Nella giornata di domenica 1° marzo 2026 è arrivato l’accredito della pensione per i titolari di conto BancoPosta. Per tutti gli altri pensionati, con accredito su conto corrente bancario, il pagamento è scattato invece lunedì 2 marzo 2026.
Un calendario che ha anticipato di fatto l’erogazione per chi si appoggia a Poste Italiane. Ma la vera novità del cedolino di marzo non riguarda solo la data. Con l’accredito, infatti, sono arrivati anche gli arretrati dello sgravio fiscale e altri conguagli spettanti dall’inizio dell’anno.
Ecco l’accredito visualizzato dai correntisti postali:

Arretrati IRPEF per gennaio e febbraio 2026
La voce più attesa è quella legata al taglio dell’IRPEF entrato in vigore dal 1° gennaio 2026.
La riduzione della seconda aliquota dal 35% al 33% per i redditi compresi tra 28mila e 50mila euro annui è stata applicata operativamente dall’INPS solo a partire da marzo.
Questo significa che nel cedolino di marzo sono stati riconosciuti anche gli arretrati relativi ai mesi di gennaio e febbraio 2026.
In pratica, si tratta della differenza tra quanto trattenuto nei primi due mesi dell’anno e quanto effettivamente dovuto con la nuova aliquota più bassa.

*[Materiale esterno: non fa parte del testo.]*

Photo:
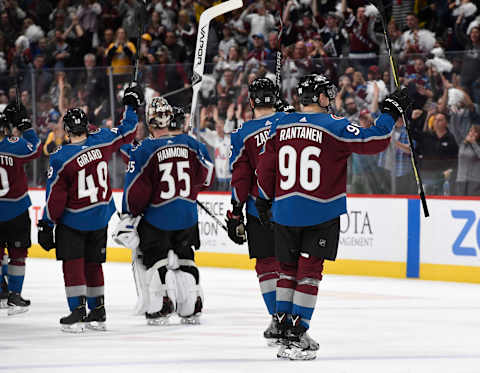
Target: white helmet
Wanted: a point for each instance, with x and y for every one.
(159, 113)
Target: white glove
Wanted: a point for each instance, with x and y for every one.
(125, 233)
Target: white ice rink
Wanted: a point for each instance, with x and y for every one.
(363, 325)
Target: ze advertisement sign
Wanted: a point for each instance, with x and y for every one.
(452, 234)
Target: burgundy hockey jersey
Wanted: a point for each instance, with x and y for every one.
(304, 165)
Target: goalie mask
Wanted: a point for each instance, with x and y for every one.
(159, 113)
(310, 86)
(75, 122)
(263, 92)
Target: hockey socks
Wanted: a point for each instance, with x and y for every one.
(75, 283)
(16, 270)
(267, 274)
(95, 282)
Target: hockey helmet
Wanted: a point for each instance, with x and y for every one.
(309, 88)
(75, 122)
(178, 121)
(159, 113)
(263, 92)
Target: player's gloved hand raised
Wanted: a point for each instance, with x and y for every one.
(264, 213)
(46, 237)
(236, 227)
(133, 96)
(396, 104)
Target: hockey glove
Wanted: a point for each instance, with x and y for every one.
(46, 237)
(133, 96)
(396, 104)
(236, 228)
(264, 213)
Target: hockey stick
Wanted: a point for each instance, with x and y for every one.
(393, 64)
(212, 215)
(141, 20)
(201, 47)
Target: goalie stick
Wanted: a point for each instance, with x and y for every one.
(201, 47)
(379, 5)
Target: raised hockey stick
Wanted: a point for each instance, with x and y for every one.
(141, 20)
(212, 215)
(201, 47)
(393, 64)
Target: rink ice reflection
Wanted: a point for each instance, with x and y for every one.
(363, 324)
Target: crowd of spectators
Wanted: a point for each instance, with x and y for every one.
(80, 53)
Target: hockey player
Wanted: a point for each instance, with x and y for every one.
(15, 201)
(163, 179)
(247, 143)
(80, 203)
(126, 234)
(303, 173)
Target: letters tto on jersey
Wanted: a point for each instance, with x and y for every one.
(304, 165)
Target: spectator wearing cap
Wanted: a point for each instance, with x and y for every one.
(259, 52)
(334, 38)
(468, 175)
(438, 154)
(363, 41)
(260, 22)
(169, 76)
(120, 53)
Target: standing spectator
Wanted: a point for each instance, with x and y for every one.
(61, 51)
(220, 142)
(471, 60)
(468, 175)
(363, 41)
(120, 53)
(438, 154)
(260, 22)
(175, 48)
(226, 43)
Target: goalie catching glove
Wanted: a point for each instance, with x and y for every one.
(236, 225)
(397, 104)
(125, 233)
(46, 236)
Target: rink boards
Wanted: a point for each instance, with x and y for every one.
(380, 236)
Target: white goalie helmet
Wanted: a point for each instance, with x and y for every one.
(159, 113)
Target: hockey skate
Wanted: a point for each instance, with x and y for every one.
(75, 322)
(96, 318)
(161, 317)
(297, 345)
(195, 318)
(3, 293)
(273, 333)
(16, 304)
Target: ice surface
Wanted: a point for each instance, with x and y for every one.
(363, 325)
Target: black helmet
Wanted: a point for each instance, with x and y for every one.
(309, 88)
(178, 121)
(263, 92)
(75, 122)
(5, 126)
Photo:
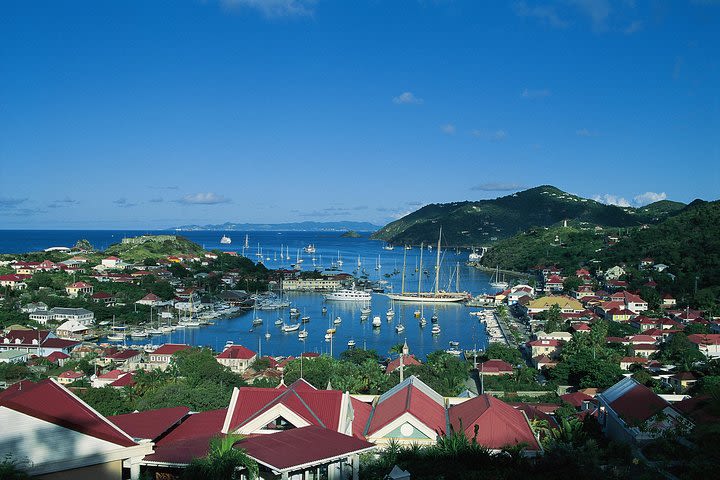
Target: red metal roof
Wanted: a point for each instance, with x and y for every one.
(52, 403)
(412, 400)
(638, 404)
(190, 439)
(301, 446)
(499, 424)
(170, 348)
(151, 424)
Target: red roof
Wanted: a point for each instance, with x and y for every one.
(409, 398)
(318, 407)
(55, 356)
(191, 439)
(394, 364)
(575, 399)
(52, 403)
(638, 404)
(170, 348)
(301, 446)
(495, 366)
(499, 424)
(151, 424)
(237, 351)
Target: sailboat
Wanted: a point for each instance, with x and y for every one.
(437, 296)
(495, 281)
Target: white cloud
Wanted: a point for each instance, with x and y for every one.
(494, 135)
(545, 14)
(208, 198)
(610, 199)
(275, 8)
(584, 132)
(407, 98)
(528, 93)
(649, 197)
(448, 128)
(497, 187)
(639, 200)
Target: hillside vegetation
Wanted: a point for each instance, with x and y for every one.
(487, 221)
(153, 246)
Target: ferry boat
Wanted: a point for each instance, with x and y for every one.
(349, 294)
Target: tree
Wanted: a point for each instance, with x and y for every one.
(223, 462)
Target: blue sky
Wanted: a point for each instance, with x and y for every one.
(143, 114)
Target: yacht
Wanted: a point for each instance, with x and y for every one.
(349, 294)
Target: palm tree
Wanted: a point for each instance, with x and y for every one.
(222, 462)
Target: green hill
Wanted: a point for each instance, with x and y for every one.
(487, 221)
(137, 249)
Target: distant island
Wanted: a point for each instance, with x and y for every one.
(289, 227)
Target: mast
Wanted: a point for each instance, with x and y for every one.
(402, 283)
(420, 270)
(437, 266)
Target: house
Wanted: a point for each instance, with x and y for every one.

Maggiorazioni sociali: pagamento con arretrati
Non solo IRPEF. Con la pensione di marzo sono stati liquidati anche gli arretrati delle maggiorazioni sociali, per chi rientra nei limiti reddituali previsti.
L’aumento decorre dal 1° gennaio 2026. Di conseguenza, nel cedolino sono stati accreditati anche gli importi spettanti per gennaio e febbraio.
Si tratta di somme aggiuntive per pensionati over 70 e per alcune categorie di invalidi civili, con importi che possono variare in base alla situazione personale e reddituale. In alcuni casi il pagamento non è automatico e occorre fare domanda a INPS, come spiegato dallo stesso ente previdenziale.
Ritiro Contanti in 6 date
Tra accredito anticipato per i correntisti BancoPosta e pagamento degli arretrati fiscali, il cedolino di marzo si presenta quindi più consistente rispetto ai mesi precedenti.
Per molti pensionati, l’effetto combinato del taglio IRPEF e delle maggiorazioni ha comportato un importo netto più alto già a partire da questo mese. Chi non ha avuto gli arretrati – se spettanti – dovrà attendere il cedolino INPS di aprile.
Chi intende ritirare gli importi gli sportelli di Poste dovrà seguire il seguente calendario:
- Lunedì 2 marzo 2026: cognomi dalla A alla B.
- Martedì 3 marzo 2026: cognomi dalla C alla D.
- Mercoledì 4 marzo 2026: cognomi dalla E alla K.
- Giovedì 5 marzo 2026: cognomi dalla L alla O.
- Venerdì 6 marzo 2026: cognomi dalla P alla R.
- Sabato 7 marzo 2026 (solo mattina): cognomi dalla S alla Z.
La turnazione alfabetica viene adottata per distribuire l’afflusso dei pensionati nei vari giorni della settimana ed evitare concentrazioni agli sportelli, soprattutto nei centri più grandi. Ad ogni modo conviene consultare la turnazione affissa dal proprio ufficio postale.